The following points are made by M.L. Zelditch and W.L. Fink (Paleobiology 1996 22:241):

1) Heterochrony, change in developmental rate and timing, is widely recognized as an agent of evolutionary change. Heterotopy, evolutionary change in spatial patterning of development, is less widely known or understood. Although Ernst Haeckel (1834-1919) coined the term as a complement to heterochrony in 1866, few studies have detected heterotopy or even considered the possibility that it might play a role in morphological evolution.

2) The authors review the roles of heterochrony and heterotopy in evolution and discuss how they can be detected. Heterochrony is of interest in part because it can produce novelties constrained along ancestral ontogenies, and hence result in parallelism between ontogeny and phylogeny. Heterotopy can produce new morphologies along trajectories different from those that generated the forms of ancestors.

3) The authors argue that the study of heterochrony has been bound to an analytical formalism that virtually precludes the recognition of heterotopy, so the authors provide a new framework for the construction of ontogenetic trajectories and illustrate their analysis in a phylogenetic context.

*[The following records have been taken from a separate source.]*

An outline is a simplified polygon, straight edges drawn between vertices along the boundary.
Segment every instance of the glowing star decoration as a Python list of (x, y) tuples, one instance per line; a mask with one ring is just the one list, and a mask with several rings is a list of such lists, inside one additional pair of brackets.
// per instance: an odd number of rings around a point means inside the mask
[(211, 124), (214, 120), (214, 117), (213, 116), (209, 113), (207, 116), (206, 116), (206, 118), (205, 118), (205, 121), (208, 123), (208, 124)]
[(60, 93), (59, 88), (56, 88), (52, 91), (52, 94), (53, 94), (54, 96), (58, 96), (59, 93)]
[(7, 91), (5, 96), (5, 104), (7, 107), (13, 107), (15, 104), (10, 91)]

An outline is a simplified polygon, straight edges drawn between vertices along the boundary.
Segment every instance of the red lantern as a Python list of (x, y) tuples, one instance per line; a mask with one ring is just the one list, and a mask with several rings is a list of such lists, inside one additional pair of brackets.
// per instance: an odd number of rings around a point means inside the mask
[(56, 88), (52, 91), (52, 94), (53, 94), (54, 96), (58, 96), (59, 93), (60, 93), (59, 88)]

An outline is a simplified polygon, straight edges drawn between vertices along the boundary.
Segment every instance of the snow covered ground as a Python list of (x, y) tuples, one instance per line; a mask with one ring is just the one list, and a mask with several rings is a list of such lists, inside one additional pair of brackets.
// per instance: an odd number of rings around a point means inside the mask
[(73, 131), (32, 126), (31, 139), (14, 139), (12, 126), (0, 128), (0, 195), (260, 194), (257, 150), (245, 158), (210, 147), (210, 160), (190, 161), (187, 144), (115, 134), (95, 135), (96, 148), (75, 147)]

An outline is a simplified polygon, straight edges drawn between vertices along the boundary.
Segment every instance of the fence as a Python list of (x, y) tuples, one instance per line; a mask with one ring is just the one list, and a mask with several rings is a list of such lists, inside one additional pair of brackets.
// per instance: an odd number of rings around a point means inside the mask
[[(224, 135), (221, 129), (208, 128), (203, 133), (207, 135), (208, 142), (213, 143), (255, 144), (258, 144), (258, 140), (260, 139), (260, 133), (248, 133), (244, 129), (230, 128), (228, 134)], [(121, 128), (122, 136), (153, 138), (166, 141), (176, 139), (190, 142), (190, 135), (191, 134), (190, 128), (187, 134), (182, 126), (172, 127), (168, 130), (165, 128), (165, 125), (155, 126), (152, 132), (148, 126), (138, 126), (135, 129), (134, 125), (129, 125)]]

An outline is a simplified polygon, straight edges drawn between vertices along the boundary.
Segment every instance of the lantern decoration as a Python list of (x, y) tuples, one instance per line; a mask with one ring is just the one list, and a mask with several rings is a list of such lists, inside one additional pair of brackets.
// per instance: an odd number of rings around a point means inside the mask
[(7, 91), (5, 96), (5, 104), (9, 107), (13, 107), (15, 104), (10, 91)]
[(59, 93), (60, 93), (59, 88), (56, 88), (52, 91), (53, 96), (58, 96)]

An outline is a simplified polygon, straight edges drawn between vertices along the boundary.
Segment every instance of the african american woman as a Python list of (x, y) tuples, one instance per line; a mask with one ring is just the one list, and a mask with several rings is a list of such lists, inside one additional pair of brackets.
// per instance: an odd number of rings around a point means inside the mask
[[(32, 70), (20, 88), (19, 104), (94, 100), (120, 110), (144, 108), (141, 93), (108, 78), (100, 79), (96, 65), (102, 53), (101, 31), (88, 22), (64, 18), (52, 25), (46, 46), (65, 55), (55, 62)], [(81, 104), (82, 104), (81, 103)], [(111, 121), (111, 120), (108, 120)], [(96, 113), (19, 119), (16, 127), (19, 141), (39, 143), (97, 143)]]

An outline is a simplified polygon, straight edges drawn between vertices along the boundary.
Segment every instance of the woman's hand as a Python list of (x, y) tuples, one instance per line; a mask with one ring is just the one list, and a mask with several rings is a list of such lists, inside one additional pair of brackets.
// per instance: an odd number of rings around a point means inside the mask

4) The authors suggest that the study of development of form needs tools that capture not only rates of development but the space in which the changes are manifest. The authors suggest the framework outlined by them provides tools applicable to both. When appropriate tools are used and the necessary steps are taken, a more comprehensive interpretation of evolutionary change in development becomes possible. The authors suggest there will be very few cases of change solely in developmental rate and timing or change solely in spatial patterning, since most ontogenies evolve by changes of spatiotemporal pattern.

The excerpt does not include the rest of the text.